Francesco, ventuno anni, laureando in Ingegneria al Politecnico, non sente la sua ex storica, una ragazza dai capelli liscissimi e dagli occhi impossibili, da un mese. All’inizio contava i giorni, tipo gli alcolisti anonimi, ora ha smesso, sa che è più o meno un mesetto che hanno chiuso definitivamente. La rassegnazione si sta facendo spazio nel suo cuore. Si sente con Irene quasi tutti i giorni, sfogando le reciproche fissazioni su manga e libri (“Verrai bandita dall’universo per non aver ancora letto One Piece, lo sai vero?” “Non posso iniziare a leggerlo, sono una marea di capitoli e non sono masochista”) e scambiandosi messaggi fino all’una di notte anche se il giorno dopo c’è lezione e ci si deve alzare presto. Sono passati quasi due mesi quando Mattia gli chiede: “Ma quando chiedi ad Irene di uscire?” e lui si trova a fare i conti per l’ennesima volta con le capacità di Legilimens (citazione dotta) del suo migliore amico idiota e senza peli sulla lingua.

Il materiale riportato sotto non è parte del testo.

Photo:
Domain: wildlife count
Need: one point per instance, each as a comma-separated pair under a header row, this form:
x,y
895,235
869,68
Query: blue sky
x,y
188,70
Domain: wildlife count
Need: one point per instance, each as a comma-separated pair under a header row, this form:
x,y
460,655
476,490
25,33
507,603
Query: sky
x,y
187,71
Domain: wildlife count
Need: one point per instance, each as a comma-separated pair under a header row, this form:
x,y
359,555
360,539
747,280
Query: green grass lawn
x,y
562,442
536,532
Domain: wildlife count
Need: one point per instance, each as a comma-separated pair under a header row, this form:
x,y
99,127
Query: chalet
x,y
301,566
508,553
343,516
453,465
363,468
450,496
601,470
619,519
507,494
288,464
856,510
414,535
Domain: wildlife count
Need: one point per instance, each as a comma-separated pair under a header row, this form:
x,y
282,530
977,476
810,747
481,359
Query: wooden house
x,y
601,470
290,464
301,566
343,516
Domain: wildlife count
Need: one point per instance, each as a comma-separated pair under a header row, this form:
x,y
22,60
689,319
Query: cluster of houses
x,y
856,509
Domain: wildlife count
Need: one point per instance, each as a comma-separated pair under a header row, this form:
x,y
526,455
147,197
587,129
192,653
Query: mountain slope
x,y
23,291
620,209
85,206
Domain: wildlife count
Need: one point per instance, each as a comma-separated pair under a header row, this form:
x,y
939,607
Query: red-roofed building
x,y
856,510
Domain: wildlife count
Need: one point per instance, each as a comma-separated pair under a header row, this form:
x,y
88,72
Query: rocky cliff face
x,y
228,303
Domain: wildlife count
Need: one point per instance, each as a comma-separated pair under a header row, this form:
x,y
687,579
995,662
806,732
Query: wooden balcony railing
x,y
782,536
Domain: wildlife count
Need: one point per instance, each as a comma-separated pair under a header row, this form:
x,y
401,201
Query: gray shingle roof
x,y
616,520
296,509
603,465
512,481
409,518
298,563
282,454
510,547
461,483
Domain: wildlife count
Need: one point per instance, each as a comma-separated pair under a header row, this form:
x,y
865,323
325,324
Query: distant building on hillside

Irene, vent’anni, iscritta alla facoltà di Lettere, a Palazzo Nuovo, fuma solo più un paio di sigarette alla settimana, scrive ancora risposte sempre più divertite e divertenti alla posta del cuore, che non fanno altro che aumentarle le richieste e farle guadagnare più soldi. Quando le chiedono perché lo fa, risponde ancora che le vite degli altri sono meno impegnative, ma con un’accezione diversa. Scrive non perché vuole fuggire dalla propria vita, ma per aiutare quelle altrui. Ha finito di scrivere il manoscritto una settimana dopo il viaggio e lo ha inviato a dodici case editrici. Tre hanno risposto, ma Irene non ha ancora avuto il coraggio di aprire le buste, impilate ordinatamente sulla propria scrivania. Sente Francesco tutti i giorni e gli racconta le proprie conquiste quotidiane. Sono passati quasi due mesi quando Valeria le chiede: “Ma quando proponi a Francesco un caffè?” e lei si ritrova a fare i conti con le abilità inquietanti della sua migliore amica, per niente idiota ma certamente senza peli sulla lingua. Cecilia, a quella domanda, pare cadere dalle nuvole e chiede: “Che cosa? Irene e Francesco si stanno sentendo?”, quesito che le fa meritare una occhiata compassionevole da parte di Valeria e la risposta: “Carissima, non te ne sei accorta solo tu”.